On July 21, 2016, the Securities Industry and Financial Markets Association (SIFMA) issued its latest annual update and overview of the U.S. repo market. SIFMA measured the daily turnover of the US repo market from June 2015 to June 2016 at $2.2 trillion. During that same period, the triparty repo market, which makes up a major portion of the U.S. repo market, was dominated by US government securities. SIFMA found that US treasury securities made up 48.5 percent of the triparty repo market, with the remaining collateral pool comprised of non-agency mortgage-backed and asset-backed securities (30.1%), equities (7%), corporate bonds (4.8%), and federal agency and government sponsored enterprises securities (2.6%).
SIFMA credits, at least in part, new regulation and consistent and well crafted standardized transaction documents for the continued strength, resiliency, and safety of the U.S. repo market, saying: "recent reforms in the triparty repo market have further enhanced the resiliency of this market.
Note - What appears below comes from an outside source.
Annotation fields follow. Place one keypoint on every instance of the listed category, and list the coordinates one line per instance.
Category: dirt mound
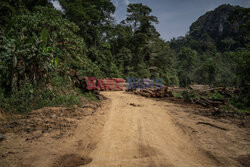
(45, 120)
(72, 160)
Market standard documentation, broadly accepted in the market, provides further certainty for market participants."
The fact sheet also reiterates the what SIFMA sees as the main benefits of the US repo market.
"A liquid and developed repo market allows market participants, most prominently the primary dealers1, to act as market makers in fixed income securities and thus contribute to the highly liquid secondary markets in these securities. In particular, the active repo market allows market makers to finance an inventory of securities and to source securities that are not in inventory in order to meet secondary market, or investor, demand. This ability to finance and source securities in an efficient way contributes to lowering interest rates paid by the issuers, most notably the U.S. Treasury. This, in turn, lowers the debt-service cost borne by taxpayers."